Thursday, June 18, 2009

THE FLOWER CALLED NOWHERE: EAUX D'ARTIFICE

Anger made test shots for an adaptation of the Comte de Lautreamont's Les Chants des Maldoror, but--once again--no funds were forthcoming, and French surrealists, led by Ado Kyrou, allegedly promised bodily mischief if the director proceeded. Lautreamont's "Hymn to the Ocean" sequence was filmed, however, and the so-called war of pins and flies was photographed inside a glass container. Anger journeyed to Egypt in late 1951, where he began the outline for Hymn to the Sun, which reads much like a Paul Bowles scenario of magic and menace. This project, too, was never realized, and he soon settled in Rome. He still had film stock left over from the Pantheon project, and envisioned Eaux d'Artifice (1953; 13 minutes) as a four-part, increasingly-graphic account of the Sixteenth Century Cardinal Ippolito d'Este, whose family built the Tivoli Fountains.

D'Este, the second son of Lucrezia Borgia, was a hedonist whom Anger revered as a sex magician into golden showers: "...the whole garden is actually a private dirty joke. It has ten thousand fountains and everything is pissing on everything else and it's like inexhaustible piss." D'Este is perhaps a kindred spirit of Hellfire Club founder Sir Francis Dashwood, who (legend has it) designed a formal garden on his estate to resemble a nude woman whose double flowerbeds and shrubbery triangle were equipped with hidden fountains--much as Anger's Water Witch (Carmilla Salvatorelli) echoes minor Hellfire member the Chevalier d'Eon: both have been identified as persons of ambiguous sex. The performer was in fact female; she was a circus dwarf recommended to Anger by Federico Fellini. Taking as his model Giovanni Piranesi's etchings, Anger used her small size to suggest a greater scale to the water garden than actually exists, and the effect is stunning. This mysterious masked figure patrols the fountains under heavy gowns and an enormous headdress (which resembles frozen waves), observed by the streaming faces of baroque statues and accompanied by the staccato strings of Antonio Vivaldi's "Winter" section of "The Four Seasons."

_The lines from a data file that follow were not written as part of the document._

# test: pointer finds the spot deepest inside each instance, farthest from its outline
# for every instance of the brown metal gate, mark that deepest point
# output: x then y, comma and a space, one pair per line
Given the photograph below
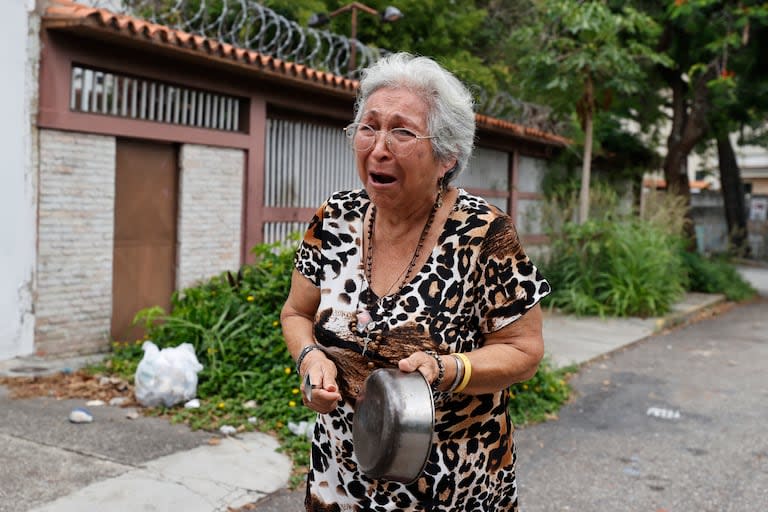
144, 258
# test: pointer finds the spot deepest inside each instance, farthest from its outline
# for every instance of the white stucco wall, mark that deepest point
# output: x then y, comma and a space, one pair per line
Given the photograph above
210, 212
19, 56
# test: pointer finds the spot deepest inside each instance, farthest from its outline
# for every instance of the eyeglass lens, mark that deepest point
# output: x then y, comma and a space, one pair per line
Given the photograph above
399, 140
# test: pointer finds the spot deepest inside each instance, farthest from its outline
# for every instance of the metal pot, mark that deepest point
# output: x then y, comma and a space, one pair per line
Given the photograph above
393, 425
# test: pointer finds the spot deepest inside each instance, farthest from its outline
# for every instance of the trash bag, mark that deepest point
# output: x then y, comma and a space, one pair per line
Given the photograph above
167, 376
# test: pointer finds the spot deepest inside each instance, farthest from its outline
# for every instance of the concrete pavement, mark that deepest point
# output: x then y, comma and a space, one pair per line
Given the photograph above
146, 464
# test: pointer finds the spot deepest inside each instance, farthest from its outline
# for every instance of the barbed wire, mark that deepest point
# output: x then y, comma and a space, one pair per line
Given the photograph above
249, 25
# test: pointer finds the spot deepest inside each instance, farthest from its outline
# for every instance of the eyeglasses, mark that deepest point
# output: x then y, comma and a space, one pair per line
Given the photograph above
400, 141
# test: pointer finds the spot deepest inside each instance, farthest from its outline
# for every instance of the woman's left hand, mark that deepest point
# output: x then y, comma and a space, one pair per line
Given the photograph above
421, 362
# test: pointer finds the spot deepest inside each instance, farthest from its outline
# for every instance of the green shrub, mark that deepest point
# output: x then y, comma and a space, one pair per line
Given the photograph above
233, 323
541, 397
716, 275
620, 268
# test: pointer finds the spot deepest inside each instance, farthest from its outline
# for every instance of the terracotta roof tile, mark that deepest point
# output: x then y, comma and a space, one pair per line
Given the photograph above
67, 13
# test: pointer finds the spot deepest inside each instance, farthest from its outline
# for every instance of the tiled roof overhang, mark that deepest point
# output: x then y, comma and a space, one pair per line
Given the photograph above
66, 15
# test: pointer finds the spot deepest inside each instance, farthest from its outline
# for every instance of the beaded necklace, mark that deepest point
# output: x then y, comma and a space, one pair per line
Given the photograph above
386, 301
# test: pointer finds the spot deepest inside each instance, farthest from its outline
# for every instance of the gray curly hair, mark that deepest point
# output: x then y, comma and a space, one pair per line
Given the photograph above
450, 117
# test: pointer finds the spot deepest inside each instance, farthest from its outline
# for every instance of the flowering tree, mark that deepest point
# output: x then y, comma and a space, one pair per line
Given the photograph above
582, 54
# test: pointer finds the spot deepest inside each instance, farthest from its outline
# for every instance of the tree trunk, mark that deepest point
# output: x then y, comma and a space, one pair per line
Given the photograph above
586, 166
689, 126
733, 196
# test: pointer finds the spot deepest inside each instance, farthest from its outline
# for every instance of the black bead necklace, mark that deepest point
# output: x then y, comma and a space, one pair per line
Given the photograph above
363, 317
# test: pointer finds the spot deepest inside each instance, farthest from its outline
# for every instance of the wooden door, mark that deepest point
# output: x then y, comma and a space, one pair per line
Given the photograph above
144, 258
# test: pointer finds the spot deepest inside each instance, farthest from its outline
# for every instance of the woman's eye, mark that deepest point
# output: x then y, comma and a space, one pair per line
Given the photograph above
403, 134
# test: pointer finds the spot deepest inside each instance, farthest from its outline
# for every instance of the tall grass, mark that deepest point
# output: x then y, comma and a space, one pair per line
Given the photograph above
620, 268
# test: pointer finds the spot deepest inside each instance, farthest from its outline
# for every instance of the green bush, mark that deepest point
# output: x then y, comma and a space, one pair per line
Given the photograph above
716, 275
624, 267
233, 323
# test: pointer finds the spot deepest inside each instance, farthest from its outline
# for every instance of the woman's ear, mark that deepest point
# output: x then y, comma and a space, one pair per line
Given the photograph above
449, 169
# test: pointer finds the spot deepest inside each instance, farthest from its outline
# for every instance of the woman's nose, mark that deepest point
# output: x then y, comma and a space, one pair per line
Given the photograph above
381, 141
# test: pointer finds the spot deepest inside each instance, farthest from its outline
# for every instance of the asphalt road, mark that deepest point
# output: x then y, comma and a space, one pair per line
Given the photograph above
674, 423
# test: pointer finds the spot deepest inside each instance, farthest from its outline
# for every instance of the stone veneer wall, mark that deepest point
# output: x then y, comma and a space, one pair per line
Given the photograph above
75, 242
210, 212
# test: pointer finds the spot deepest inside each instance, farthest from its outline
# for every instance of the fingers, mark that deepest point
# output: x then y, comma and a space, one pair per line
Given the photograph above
319, 389
421, 362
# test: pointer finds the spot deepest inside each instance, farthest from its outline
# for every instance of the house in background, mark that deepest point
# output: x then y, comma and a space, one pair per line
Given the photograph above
141, 159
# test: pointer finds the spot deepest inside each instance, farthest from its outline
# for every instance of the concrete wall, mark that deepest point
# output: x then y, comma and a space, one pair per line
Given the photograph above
76, 240
19, 57
210, 212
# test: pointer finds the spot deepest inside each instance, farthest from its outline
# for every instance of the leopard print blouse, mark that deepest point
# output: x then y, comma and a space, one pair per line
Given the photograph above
477, 280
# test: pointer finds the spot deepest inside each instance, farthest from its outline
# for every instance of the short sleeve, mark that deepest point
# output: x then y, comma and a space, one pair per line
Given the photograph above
308, 259
508, 283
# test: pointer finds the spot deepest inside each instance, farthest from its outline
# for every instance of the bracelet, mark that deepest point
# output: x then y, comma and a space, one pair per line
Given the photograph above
459, 373
467, 372
440, 369
306, 350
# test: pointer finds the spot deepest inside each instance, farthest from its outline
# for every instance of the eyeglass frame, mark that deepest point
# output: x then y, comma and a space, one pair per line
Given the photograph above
387, 137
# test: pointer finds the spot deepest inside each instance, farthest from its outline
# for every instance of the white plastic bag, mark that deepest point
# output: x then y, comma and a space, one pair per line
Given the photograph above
167, 376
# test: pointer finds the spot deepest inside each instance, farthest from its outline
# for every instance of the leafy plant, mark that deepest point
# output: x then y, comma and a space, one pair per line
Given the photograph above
716, 275
248, 380
624, 267
541, 397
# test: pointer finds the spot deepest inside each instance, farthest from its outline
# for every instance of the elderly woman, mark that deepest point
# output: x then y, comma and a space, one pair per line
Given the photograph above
412, 273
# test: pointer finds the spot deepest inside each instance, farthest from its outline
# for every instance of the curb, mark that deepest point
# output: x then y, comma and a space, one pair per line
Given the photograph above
684, 314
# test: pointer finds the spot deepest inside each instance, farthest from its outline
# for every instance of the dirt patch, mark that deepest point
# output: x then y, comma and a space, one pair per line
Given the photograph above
78, 384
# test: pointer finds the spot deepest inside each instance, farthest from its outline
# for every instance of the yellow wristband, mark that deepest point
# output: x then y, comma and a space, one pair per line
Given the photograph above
467, 372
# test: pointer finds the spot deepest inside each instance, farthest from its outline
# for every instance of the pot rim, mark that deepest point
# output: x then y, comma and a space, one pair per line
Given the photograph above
397, 408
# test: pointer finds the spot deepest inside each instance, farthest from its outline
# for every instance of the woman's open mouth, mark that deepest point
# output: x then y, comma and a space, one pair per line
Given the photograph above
382, 179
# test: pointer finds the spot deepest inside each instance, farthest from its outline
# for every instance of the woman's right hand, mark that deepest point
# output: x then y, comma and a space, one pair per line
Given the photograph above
322, 393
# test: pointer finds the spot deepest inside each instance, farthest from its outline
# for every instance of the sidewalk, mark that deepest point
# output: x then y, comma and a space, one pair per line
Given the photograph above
117, 464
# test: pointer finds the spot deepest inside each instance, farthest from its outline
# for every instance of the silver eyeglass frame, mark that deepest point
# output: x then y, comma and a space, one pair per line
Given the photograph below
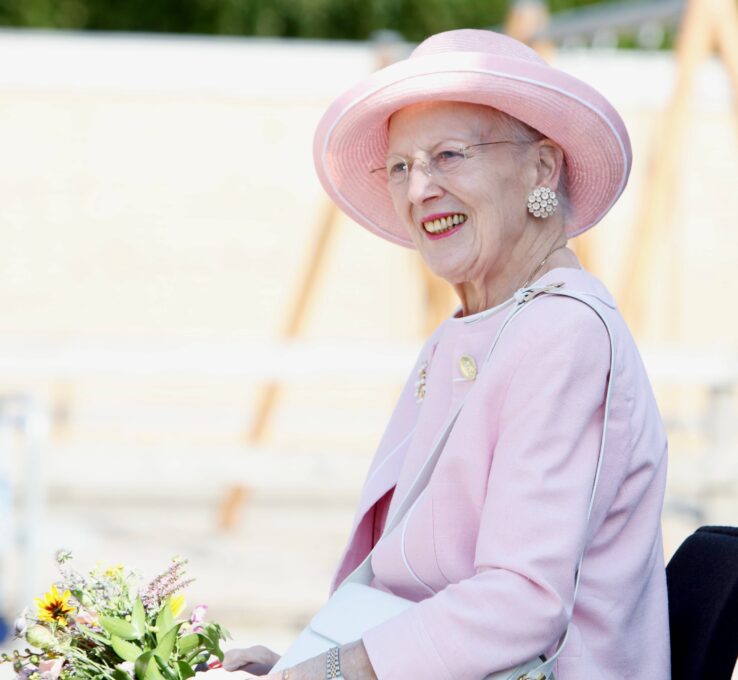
427, 164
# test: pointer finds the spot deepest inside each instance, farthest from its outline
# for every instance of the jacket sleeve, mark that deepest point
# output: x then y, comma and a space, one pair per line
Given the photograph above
533, 522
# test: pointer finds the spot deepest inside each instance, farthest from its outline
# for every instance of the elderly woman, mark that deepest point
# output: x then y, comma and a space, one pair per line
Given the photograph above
542, 514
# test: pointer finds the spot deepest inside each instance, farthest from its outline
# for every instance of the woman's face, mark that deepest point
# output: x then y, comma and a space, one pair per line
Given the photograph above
485, 194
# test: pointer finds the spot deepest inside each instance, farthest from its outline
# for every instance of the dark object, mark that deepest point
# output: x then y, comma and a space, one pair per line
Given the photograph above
702, 580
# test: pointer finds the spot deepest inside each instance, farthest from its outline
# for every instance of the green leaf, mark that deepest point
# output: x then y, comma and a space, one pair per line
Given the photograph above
166, 645
185, 670
152, 671
142, 664
189, 642
93, 635
164, 669
164, 622
121, 628
146, 669
138, 618
125, 650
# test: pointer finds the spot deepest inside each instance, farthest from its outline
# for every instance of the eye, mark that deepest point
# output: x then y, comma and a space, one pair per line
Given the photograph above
396, 167
448, 159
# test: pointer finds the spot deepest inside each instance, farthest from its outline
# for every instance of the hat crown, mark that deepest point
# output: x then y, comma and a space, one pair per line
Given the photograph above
476, 40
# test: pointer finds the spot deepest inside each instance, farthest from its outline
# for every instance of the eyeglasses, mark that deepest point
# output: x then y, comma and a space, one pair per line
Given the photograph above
439, 165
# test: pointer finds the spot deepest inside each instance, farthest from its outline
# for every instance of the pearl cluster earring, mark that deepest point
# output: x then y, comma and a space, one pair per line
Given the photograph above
542, 202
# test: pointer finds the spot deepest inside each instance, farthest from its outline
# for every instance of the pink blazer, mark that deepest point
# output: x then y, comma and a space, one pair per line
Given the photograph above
490, 548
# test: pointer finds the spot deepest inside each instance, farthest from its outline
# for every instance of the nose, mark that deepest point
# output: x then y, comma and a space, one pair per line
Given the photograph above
421, 185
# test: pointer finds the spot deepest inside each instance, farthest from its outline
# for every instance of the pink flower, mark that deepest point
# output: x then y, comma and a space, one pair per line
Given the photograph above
50, 668
197, 617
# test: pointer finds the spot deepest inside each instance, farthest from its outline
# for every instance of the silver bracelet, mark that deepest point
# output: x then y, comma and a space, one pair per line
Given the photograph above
333, 664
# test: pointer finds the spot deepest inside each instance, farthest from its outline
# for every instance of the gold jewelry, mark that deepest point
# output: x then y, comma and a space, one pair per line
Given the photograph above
333, 664
532, 277
542, 202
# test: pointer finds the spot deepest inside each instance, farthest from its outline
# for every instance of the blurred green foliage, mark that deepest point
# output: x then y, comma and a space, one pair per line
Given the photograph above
336, 19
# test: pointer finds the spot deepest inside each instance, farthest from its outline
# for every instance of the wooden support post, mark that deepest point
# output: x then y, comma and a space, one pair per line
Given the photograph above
298, 313
706, 25
238, 493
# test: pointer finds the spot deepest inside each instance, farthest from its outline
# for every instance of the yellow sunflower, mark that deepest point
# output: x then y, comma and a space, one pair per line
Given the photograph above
54, 608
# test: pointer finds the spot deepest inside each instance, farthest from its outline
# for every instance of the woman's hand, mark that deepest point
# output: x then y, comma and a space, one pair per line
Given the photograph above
355, 665
256, 661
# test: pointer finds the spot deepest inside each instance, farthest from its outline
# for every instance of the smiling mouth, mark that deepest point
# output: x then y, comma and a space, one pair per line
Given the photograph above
444, 224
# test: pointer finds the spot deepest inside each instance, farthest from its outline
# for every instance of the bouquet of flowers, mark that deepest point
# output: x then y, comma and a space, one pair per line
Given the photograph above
108, 625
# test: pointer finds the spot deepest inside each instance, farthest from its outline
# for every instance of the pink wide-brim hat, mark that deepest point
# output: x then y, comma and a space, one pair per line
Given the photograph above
479, 67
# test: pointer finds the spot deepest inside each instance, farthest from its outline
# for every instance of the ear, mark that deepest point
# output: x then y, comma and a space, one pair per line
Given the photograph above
550, 162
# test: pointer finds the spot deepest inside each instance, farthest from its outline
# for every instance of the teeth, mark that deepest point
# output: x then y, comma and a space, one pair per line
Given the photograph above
444, 223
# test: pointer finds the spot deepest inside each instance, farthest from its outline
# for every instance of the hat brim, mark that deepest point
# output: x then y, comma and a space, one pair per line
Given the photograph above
351, 138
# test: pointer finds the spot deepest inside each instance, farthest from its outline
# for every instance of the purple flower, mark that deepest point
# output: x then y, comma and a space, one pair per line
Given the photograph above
197, 617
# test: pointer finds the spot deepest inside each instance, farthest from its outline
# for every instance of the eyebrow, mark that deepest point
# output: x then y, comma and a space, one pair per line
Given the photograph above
435, 147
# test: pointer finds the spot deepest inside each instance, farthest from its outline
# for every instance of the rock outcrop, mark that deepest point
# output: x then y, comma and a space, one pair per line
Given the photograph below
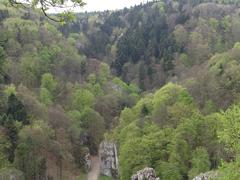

Despite the fact that he was able to realize only a portion of the d'Este project, Eaux d'Artifice--whose imaginary French title puns on fireworks ("feux d'artifice")--remains Anger's most sensual picture. Visually, it expands upon such pioneering waterworks as Jorris Ivens' Regen ("Rain," 1929) and Ralph Steiner's H2O (1929); erotically and metaphysically, it expands the intersection of Nature and Supernature. One of Anger's greatest strengths is his manipulation of myth to create sacred space, a pagan zone just on the other side of things, accessible through the four elements. It's as if the camera has captured a time and place that never begins, yet never really ends. The backlit gardens employ natural sunlight to look like no night on earth, while the glowing serpentine water (its drops isolated at different camera speeds) recalls the gemlike hues in the "Toccata and Fugue in D Minor" sequence of Walt Disney's Fantasia (1940). By the time Salvatorelli, after playing hide and seek with the viewer, merges with the glittering spray, one is eager to join her in this incandescent darkness.

Fantoma derives its internegative from the original reversal A/B rolls. The restored blue tints of this black-and-white film (photographed through a red filter) enhance its oneiric appeal; especially enchanting is the emerald coloring of Salvatorelli's hand-held "fan of Exorcism," which is alchemically aglow like some enormous winged insect.

Anger says nothing about d'Este's exploits in his commentary, instead praising his actress and pointing out the use of magical coincidence in the film's most memorable sequence. A clog had caused the fountains to overflow on one level; this led to Salvatorelli's stately descent of the flooded steps, which shimmer in the shadows. Silent siren Louise Brooks considered Eaux d'Artifice Anger's "sexiest film," and certainly the spectral, spurting water is like an extended medley of the Dreamer's seminal submission in Fireworks. In 1993, the picture was selected for preservation by the Library of Congress.